Many in the Crypto Twitter community were expecting a long consolidation period after BTC dropped by almost 85 percent from all-time highs of $20,000. That’s why some of those who were able to catch the bottom at $3,100 took heavy profits at $6,000, thinking that the market will respect the former resistance. Imagine the look on their faces when the leading crypto token sliced through $6,000 like a hot knife through butter.
Where did these expectations come from?
Simple: many of those who stuck during the 2018 bear market referred to the 2015 crypto winter to look for signs of reversal. In reality, however, bitcoin is behaving like the bull market of 2012. One respected analyst was quick to point out the difference.
Rounding Bottom Versus Double Bottom Reversal
On June 24, a pseudonymous account on Twitter named the Crypto Dog, who has amassed 147,000 followers, posted a chart that shows how bitcoin closely resembles the 2012 bull run. It also highlights how the current trend reversal is quite different from the 2015 consolidation. In the tweet, the analyst wrote, “Bitcoin is acting a whole lot more like 2012 than 2015.”
The two key technical differences between the 2012 and the 2015 crypto winters are the patterns and the timeline.
Before bulls launched a parabolic run in 2012, bitcoin had to reverse its trend through a rounding bottom pattern. It took the cryptocurrency over seven months to complete the entire process.

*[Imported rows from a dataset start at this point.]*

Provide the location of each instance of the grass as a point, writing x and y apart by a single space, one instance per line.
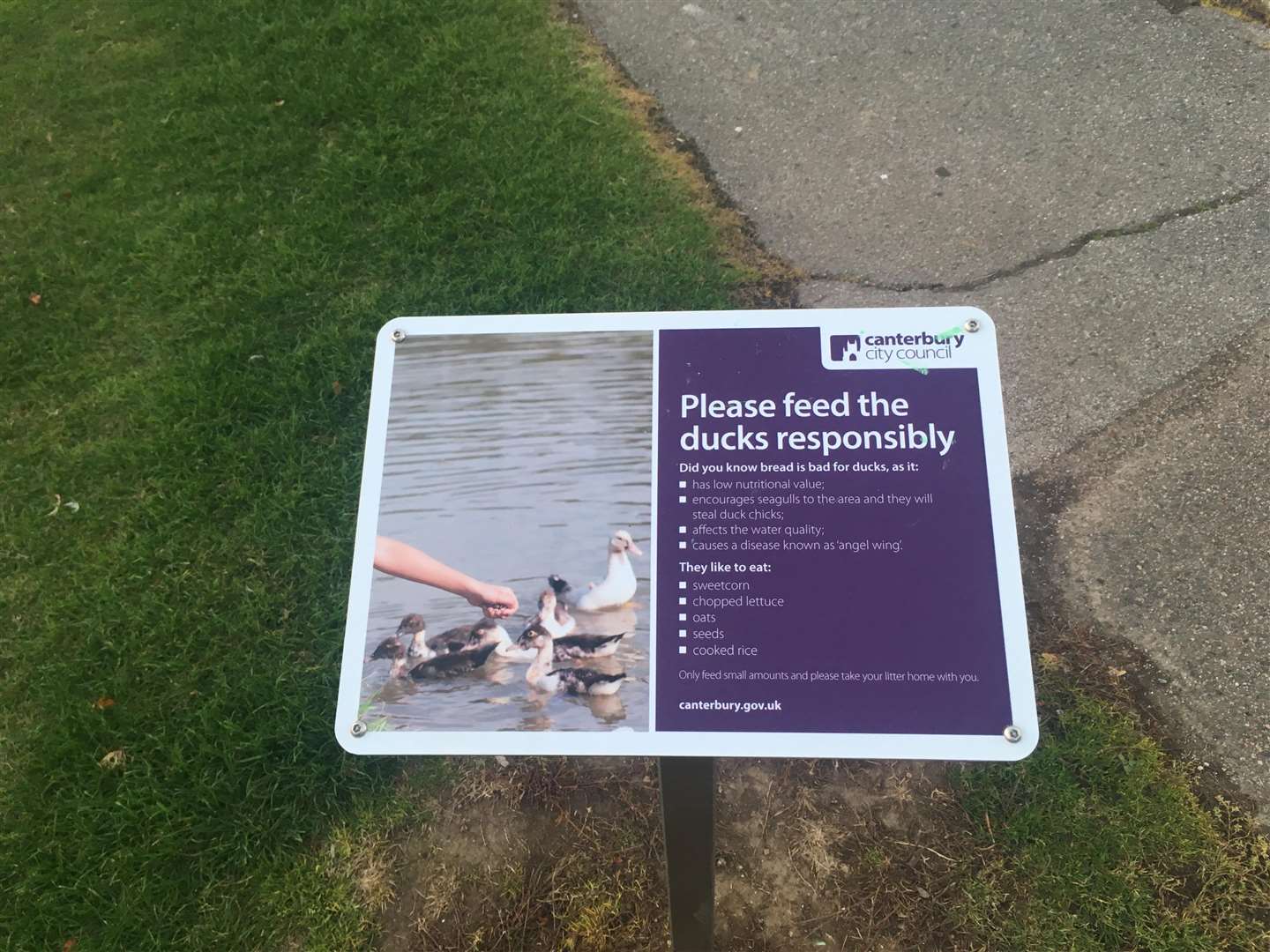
206 211
1099 842
217 205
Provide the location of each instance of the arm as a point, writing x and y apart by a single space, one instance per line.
407 562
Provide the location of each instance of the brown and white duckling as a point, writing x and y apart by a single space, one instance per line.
576 681
473 637
551 611
462 637
619 585
451 666
573 645
413 629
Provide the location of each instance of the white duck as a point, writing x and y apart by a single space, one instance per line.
619 585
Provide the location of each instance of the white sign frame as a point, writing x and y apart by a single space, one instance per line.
609 743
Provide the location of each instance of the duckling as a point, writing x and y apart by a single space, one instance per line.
576 681
413 628
451 666
573 645
619 585
459 639
551 607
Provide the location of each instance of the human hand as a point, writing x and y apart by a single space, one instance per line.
494 600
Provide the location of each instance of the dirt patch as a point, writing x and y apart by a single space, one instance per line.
771 280
566 853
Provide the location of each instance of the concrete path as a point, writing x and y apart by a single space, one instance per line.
1095 175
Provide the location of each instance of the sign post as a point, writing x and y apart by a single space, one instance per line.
687 820
687 536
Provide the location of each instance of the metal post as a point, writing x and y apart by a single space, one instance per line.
687 820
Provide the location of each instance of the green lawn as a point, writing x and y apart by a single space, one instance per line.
219 204
206 212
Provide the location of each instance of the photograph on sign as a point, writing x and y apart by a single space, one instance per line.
519 466
723 533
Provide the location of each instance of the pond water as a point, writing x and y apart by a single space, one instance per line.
511 457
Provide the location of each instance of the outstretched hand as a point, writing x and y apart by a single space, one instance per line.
494 600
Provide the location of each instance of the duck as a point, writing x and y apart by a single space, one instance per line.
573 645
464 637
451 666
551 607
619 585
473 637
413 628
576 681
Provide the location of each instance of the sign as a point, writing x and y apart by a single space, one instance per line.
736 533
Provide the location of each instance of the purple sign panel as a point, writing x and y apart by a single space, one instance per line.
827 560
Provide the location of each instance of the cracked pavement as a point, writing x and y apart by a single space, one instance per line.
1095 175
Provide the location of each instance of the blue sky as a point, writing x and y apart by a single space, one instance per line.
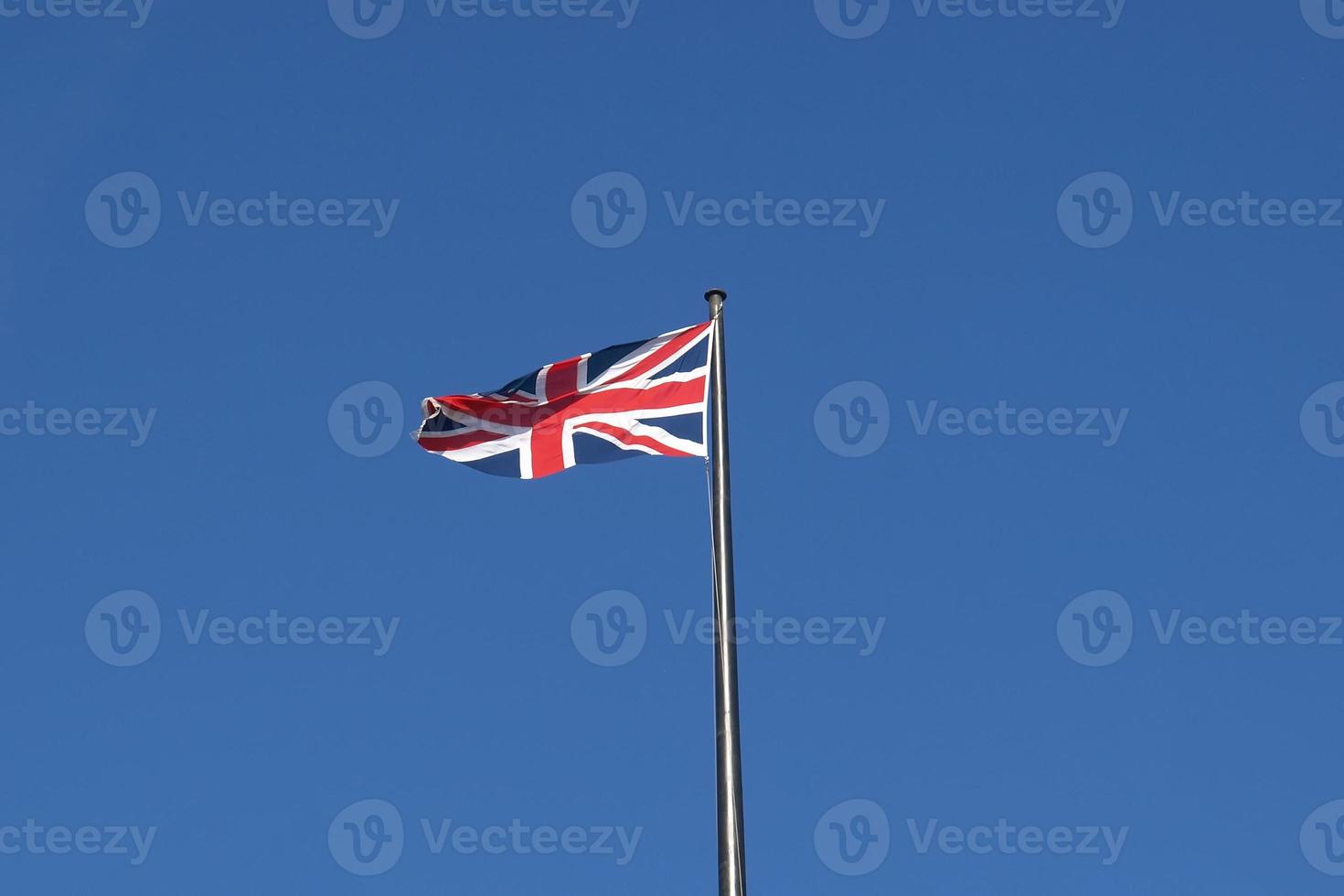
1038 411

On the other hand, the 2015 downturn needed a double bottom structure to break out of a long bear market. Double bottom patterns take time to build because the asset has to touch the support and resistance levels twice to paint the structure. This is why it took bitcoin around 10 months to complete the reversal.
Strap on Your Seatbelts if Crypto Dog Is Correct
If the analyst is correct that bitcoin is mirroring the 2012 uptrend, expect a ridiculously wild and profitable bull season.

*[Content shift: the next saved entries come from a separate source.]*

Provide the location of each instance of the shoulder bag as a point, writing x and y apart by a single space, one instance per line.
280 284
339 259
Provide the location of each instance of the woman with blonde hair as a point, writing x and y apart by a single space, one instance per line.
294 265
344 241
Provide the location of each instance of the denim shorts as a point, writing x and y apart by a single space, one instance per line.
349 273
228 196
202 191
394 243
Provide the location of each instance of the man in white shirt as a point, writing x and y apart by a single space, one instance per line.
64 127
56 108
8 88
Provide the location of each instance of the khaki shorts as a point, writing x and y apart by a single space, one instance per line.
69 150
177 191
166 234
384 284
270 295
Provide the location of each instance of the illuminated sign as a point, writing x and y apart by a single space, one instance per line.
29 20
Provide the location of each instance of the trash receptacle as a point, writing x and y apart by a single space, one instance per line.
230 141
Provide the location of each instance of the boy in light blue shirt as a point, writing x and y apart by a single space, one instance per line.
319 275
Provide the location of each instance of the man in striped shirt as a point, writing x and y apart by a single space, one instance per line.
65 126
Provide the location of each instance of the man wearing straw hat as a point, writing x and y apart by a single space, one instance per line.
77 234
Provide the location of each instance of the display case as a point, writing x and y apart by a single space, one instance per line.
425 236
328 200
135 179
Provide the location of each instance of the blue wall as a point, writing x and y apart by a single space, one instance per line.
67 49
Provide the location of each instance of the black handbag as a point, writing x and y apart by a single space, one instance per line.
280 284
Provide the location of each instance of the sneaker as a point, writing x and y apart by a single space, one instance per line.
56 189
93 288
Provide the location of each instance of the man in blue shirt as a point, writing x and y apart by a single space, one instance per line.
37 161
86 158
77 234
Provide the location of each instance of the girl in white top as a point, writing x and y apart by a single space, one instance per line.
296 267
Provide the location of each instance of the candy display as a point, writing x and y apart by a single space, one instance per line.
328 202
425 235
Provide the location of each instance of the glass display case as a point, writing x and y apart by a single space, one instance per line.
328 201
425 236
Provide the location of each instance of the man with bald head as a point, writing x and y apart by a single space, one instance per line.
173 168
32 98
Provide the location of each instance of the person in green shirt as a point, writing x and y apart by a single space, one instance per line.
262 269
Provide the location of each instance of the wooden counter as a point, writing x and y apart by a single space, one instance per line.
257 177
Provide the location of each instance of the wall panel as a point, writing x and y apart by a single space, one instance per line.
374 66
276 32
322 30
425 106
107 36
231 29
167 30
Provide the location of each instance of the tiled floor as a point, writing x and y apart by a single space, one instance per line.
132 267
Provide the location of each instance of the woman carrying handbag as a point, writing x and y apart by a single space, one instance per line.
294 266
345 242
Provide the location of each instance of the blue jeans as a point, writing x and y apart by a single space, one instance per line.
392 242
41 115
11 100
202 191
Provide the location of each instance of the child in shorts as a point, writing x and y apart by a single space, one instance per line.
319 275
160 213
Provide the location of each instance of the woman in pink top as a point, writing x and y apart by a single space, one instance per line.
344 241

A quick look at the monthly chart shows that in 2015, the king of cryptocurrencies rose from lows of $152.40 in January of that year to highs of $19,666 in December 2017. That’s an increase of over 12,804 percent in less than three years. Although the rise looks impressive, this is but a fraction of what bitcoin gained during the 2012 bull run.
In October 2011, the crypto token recorded lows of $2.22 and after that, it skyrocketed to highs of $1,163 in November 2013. That was an astronomical ascent of over 52,287 percent in about two years.
One of John McAfee’s latest tweets seems to support the trader’s bias. He wrote, “My only real talent is math and it is a mathematical certainty that the growth you are seeing is a yawn compared to what’s coming.”
You think this is exploseve growth? LMFAO! Just wait. My only only real talent is math, and it is a mathematical certainty that the growth you are seeing is a yawn compared to what’s coming.
Crypto Dog’s comparison of the recent bitcoin run to the 2012 bull market is an astute observation at the very least. Nevertheless, if the cryptocurrency continues to behave like its 2012, then John McAfee might be correct. An increase of over 50,000 percent from the $3,100 bottom will likely put bitcoin around $1.56 million. Strap on your seatbelts if the first cryptocurrency gets even remotely close to that number.